Uzmanlara göre anne-çocuk ilişkisinde veya partnerlik durumunda istek ve ihtiyaçların görünmemesi veya görmezlikten gelinmesi kişilerin bazı davranışlarıyla tetiklenebiliyor.
Buna göre uzmanlar kişinin ilişkisini daha sağlıklı tutmak adına sergilediği davranışların, ilişkiyi tek taraflı hale getirdiğini ve bireyleri yıprattığını belirtiyor.

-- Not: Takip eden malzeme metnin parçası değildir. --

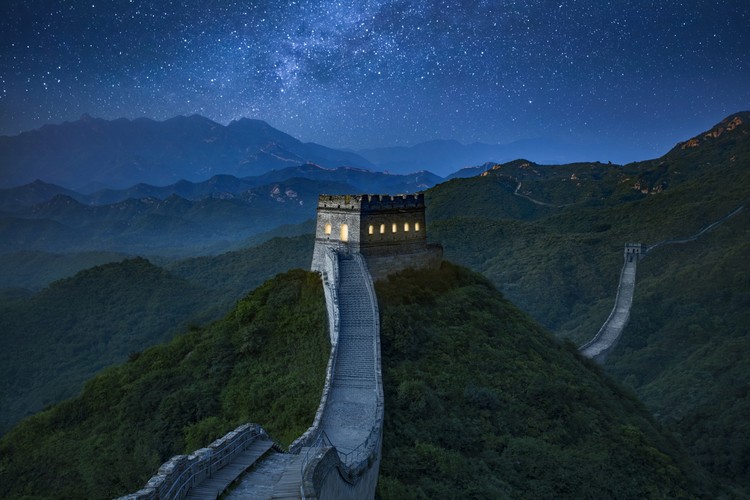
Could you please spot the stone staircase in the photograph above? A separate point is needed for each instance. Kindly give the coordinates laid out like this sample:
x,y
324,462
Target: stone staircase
x,y
355,359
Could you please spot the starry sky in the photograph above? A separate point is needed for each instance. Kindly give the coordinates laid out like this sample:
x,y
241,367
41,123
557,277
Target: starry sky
x,y
635,76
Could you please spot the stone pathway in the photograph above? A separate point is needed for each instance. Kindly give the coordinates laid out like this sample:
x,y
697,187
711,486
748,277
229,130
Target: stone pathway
x,y
605,339
352,402
211,488
278,475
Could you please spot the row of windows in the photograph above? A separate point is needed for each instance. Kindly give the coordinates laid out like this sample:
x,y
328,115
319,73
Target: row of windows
x,y
394,228
371,229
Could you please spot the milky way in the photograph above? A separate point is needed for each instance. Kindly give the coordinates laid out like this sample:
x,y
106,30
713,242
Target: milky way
x,y
637,73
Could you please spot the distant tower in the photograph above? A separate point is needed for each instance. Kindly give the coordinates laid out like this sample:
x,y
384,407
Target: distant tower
x,y
389,231
635,251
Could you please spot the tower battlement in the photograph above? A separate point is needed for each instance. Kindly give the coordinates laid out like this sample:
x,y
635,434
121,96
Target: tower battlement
x,y
371,202
388,230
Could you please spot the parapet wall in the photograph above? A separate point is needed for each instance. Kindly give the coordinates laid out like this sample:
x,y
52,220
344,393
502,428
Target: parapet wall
x,y
329,274
370,202
332,474
177,475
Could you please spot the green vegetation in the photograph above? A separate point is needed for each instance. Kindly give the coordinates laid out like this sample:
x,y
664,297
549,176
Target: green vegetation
x,y
687,354
52,342
483,403
685,350
264,362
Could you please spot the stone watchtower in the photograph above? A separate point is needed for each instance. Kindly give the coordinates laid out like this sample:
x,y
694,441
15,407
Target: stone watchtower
x,y
389,231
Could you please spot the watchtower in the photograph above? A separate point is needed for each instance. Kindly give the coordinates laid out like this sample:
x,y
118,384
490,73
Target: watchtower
x,y
389,231
635,251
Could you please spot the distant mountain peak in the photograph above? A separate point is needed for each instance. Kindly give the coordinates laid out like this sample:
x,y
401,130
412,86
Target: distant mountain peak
x,y
728,125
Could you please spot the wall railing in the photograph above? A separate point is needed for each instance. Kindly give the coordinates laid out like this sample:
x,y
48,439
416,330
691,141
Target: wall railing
x,y
182,472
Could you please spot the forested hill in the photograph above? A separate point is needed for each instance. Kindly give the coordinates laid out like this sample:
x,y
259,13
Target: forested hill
x,y
686,348
480,402
51,342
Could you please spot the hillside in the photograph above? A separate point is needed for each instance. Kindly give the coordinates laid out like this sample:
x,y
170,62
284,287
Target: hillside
x,y
264,362
52,342
479,401
682,352
115,309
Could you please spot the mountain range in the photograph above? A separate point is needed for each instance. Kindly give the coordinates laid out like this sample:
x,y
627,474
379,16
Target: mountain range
x,y
550,238
93,153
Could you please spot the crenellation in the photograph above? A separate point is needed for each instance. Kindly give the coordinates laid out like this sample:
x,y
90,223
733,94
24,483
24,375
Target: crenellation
x,y
388,230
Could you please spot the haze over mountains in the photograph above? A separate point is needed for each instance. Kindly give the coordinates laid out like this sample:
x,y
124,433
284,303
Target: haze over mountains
x,y
91,154
549,237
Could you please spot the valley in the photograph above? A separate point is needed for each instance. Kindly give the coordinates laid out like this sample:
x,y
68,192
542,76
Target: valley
x,y
548,238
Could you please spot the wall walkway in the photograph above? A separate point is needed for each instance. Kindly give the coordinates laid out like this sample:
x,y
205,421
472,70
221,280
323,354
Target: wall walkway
x,y
606,338
338,457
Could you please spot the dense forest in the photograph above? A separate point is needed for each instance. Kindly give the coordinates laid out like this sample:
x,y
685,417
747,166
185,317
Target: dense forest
x,y
459,360
507,403
264,362
685,349
54,340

Konu bir anne-çocuk ilişkisi üzerinden değerlendirildiğinde annelerin bir kısmı, çocuklarıyla olan ilişkisinde kendilerini dinlemediklerini, sürekli ona karşı çıktıklarını veya öfkelendiklerini söylüyorlar. Bu anneler, çocuklarının fiziksel, duygusal ve akademik bakımıyla oldukça fazla ilgileniyorlar ve kendilerine az vakit ayırarak genellikle yorgun oluyorlar.

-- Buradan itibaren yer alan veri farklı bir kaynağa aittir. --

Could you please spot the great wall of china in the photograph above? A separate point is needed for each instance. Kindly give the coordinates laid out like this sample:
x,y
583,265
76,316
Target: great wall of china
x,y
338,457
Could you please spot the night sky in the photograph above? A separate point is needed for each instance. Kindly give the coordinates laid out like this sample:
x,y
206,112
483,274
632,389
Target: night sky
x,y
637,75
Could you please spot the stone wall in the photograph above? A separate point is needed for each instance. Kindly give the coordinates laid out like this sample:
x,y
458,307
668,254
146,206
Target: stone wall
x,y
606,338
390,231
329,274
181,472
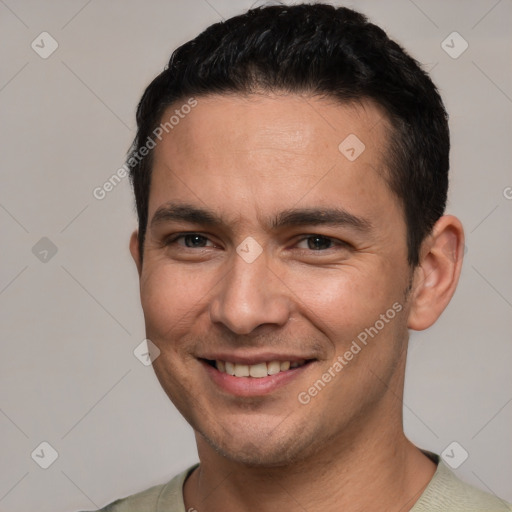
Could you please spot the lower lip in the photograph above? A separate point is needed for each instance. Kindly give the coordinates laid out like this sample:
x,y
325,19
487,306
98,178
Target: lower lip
x,y
252,386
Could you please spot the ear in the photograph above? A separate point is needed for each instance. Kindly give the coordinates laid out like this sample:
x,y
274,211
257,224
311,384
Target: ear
x,y
134,249
437,275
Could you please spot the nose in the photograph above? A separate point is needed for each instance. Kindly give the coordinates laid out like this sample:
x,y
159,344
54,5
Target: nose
x,y
249,296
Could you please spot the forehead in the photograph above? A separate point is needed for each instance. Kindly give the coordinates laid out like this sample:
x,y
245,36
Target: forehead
x,y
270,149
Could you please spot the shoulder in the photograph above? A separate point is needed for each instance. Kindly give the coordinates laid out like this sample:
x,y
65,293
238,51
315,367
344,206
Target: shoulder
x,y
447,493
167,496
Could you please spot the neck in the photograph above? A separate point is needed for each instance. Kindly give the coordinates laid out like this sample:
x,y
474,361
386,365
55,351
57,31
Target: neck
x,y
370,465
355,473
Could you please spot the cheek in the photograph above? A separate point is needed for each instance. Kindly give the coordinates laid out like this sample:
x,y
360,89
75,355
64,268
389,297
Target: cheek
x,y
344,301
169,296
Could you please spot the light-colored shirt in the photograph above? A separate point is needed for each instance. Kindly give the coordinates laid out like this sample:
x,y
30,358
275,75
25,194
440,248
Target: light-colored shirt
x,y
445,493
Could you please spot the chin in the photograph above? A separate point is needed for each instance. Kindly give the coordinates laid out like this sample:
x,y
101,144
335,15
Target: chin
x,y
260,449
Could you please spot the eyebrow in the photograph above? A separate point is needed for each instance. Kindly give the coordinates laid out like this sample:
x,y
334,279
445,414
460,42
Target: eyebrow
x,y
179,212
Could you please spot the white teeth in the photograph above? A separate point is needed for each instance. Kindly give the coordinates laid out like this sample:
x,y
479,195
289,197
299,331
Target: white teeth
x,y
285,365
258,370
230,368
241,370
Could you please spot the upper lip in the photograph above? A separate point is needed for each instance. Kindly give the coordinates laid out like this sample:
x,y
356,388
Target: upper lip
x,y
250,359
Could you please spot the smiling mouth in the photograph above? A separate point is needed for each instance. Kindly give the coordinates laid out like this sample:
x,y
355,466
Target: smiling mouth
x,y
257,371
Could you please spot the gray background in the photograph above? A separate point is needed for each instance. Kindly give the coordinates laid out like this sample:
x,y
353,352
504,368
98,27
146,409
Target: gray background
x,y
70,322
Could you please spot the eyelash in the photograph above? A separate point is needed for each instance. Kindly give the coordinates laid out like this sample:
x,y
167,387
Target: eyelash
x,y
174,238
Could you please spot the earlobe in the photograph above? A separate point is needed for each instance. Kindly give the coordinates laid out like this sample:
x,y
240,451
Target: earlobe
x,y
134,250
437,275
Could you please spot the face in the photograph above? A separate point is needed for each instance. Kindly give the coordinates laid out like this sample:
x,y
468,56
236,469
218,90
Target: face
x,y
273,251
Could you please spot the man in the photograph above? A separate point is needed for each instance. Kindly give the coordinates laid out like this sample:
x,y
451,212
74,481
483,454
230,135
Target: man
x,y
290,172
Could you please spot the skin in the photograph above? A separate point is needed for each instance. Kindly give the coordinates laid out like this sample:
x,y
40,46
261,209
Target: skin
x,y
247,159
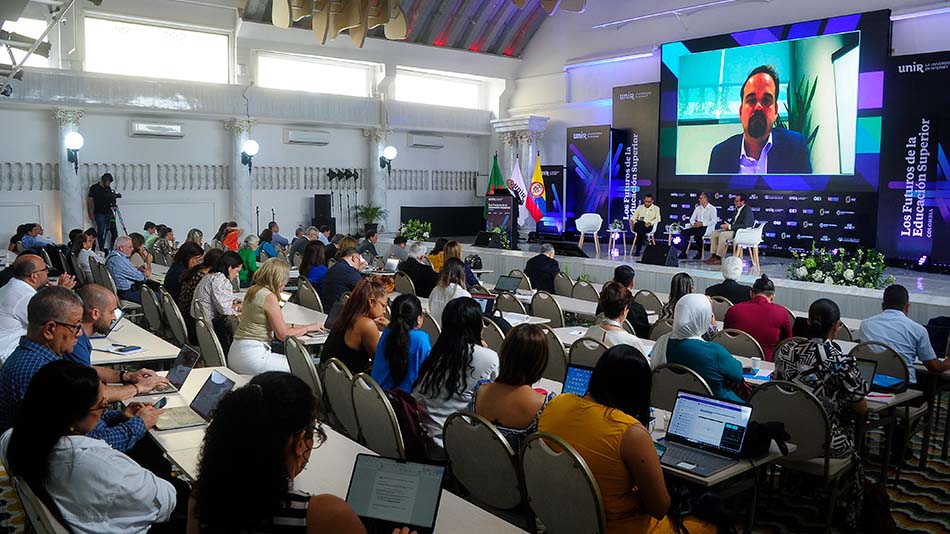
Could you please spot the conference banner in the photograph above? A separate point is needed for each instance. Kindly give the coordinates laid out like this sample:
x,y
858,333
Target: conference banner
x,y
914,192
636,110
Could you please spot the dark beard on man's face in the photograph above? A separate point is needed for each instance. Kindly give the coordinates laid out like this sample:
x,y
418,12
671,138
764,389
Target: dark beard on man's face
x,y
757,125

Annenin kendine vakit ayırmaması, istek ve ihtiyaçlarını ikinci plana atması, kendini eve veya çocuklarına adaması sonucu çocuk gözlemleriyle ‘annem kendine değer vermiyor’ şeklinde bir olgu oluşuyor. Saçını süpürge eden anne yorgun bakışlarıyla çocuğuna yaklaştığında, çocuğuna kendisine değer vermesi gerektiğini öğretemiyor.
Uçaklarda herhangi bir problem anında bile maskeyi önce kendinize sonra çocuğunuza takın derler. Kendine iyi gelemeyen ebeveyn çocuğuna iyi gelemiyor.
Partner ilişkilerinde de ‘Sürekli onu düşünüyorum, ona hediyeler alıyorum fakat o bana hiç kulak vermiyor ve benimle ilgilenmiyor’ ifadeleri sıkça kullanılıyor.
Bazıları karşı tarafı koşulsuz kabul ediyor. İş yerindeki yöneticisini, çocuğunu, partneriyle olan ilişkisini. Koşulsuz kabulün aşırı bir tutum olduğunu kişiler kabul etmiyor. İlişki dengesindeki bu tutarsızlıklar ilişkide problemlerin yaşanmasına neden oluyor.
Bu nedenle her ilişkide karşı taraftan ne bekleniyorsa önce kişinin kendisine o değeri vermesi gerekir.